That's a great lead in to a
question I have regarding Erick Prince, the chairman and owner
of Blackwater, who recently testified on Capitol Hill and
predictably defended his company's actions.
I was there for all 5 hours of
it.
Were you just steaming in the
back, fuming the whole time?
Yes (Laughs). To be
completely honest.
If you were on the panel,
what questions would you have asked? Some key questions you
thought were on point and went unasked by the panel?
Well the event played out two
ways. One side was craven and the other side was clueless. One
side kept going, "Mr. Prince tell us how great you are, tell us
how wonderful you are, tell us how special you are." The other
side asked questions that were scatterbrained, all over the
place, and didn't deal with the issue at hand.
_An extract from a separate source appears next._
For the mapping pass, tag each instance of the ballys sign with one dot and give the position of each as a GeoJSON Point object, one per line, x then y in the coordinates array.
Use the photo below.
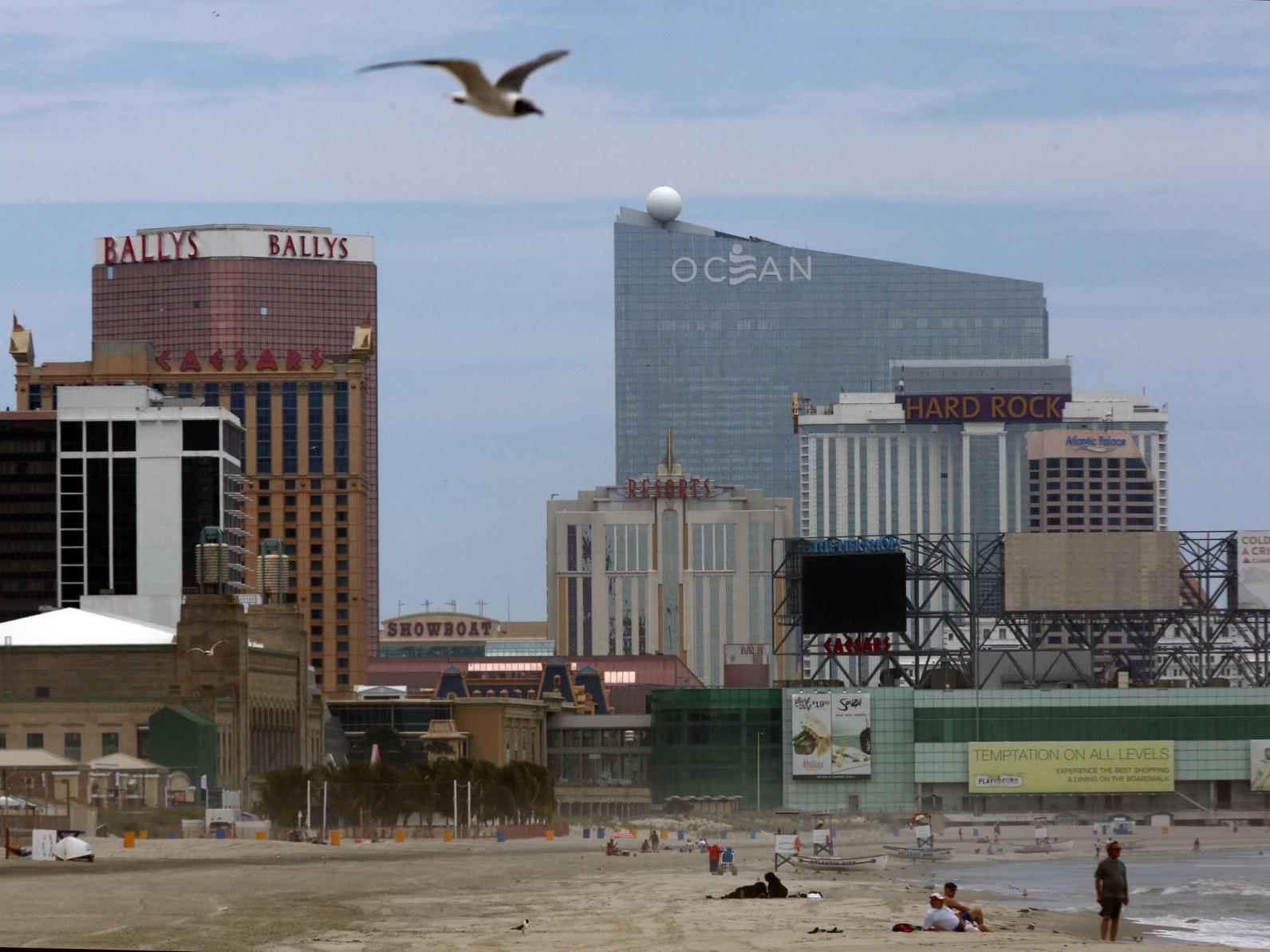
{"type": "Point", "coordinates": [738, 268]}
So, I have here a
couple of questions that would have been interesting if
answered.
I would have asked him bout the
series of incidents involving his company that date back to
2004. They range from sending out men on a mission to Fallujah
without proper equipment, vehicles, training, or even good
directions that led to their death, as well helping the Iraqi
insurgency.
A simple yes or no question
would have been, "Has your firm, based on these patterns of
incidents, faced any legal or disciplinary actions from the U.S.
government? Have they (the guilty contractors) ever been
prosecuted, or lost a contract, or been fined for anything based
on this?" Because it seems, as far as the record shows, that the
only people to take action, to create consequences when there
has been negative effect, has not been the folks (The
U.S. Government) paying these contractors. It's been three
groups only:
1) The four mothers of the
Blackwater employees killed in Fallujah.
2) The parents of the men
who were killed in the Blackwater plane crash that resulted
from their firm's actions in Afghanistan.
3) And now, The Iraqi
government that just got fed up waiting for our government
to do something.
Here's another question I
would've asked: "We understand that you fired the person that
got into a drunken argument on Christmas Eve and killed the
Iraqi Vice President's security guard. Our question is who flew
him out of the country? Which entity made the decision to get
that individual out of the country 36 hours after they
potentially committed a murder, which in effect assured
prosecution would be difficult and impede the investigation? Was
Blackwater operating under its own discretion? Or, were they
ordered to do so by its clients and the State Department? Who
was it?"
Another one is "Why do your
helicopters in Iraq not carry any identifying insignia, such as
the numbers painted on U.S. Army vehicles? Is there something
that sets the company aside from standard U.S. tactics?
It would have been very
interesting to ask him, "Isn't it interesting that the same
government individual, who has been reported by one
investigative committee to have made the initial decision for
Blackwater to get its first contract, is the brother of
the current State Department Inspector General, who was found,
by the same committee, to have intervened in preventing an
investigation into Blackwater's illegal activity?"
These are some examples of the
actual questions we could've asked. Instead, one side wanted to
talk about everything from Moveon.org to diabetes medication.
And the other side oddly kept asking Eric Prince why he didn't
prosecute his employees, but conceded ultimately that he
couldn't because he was just a C.E.O. of a company.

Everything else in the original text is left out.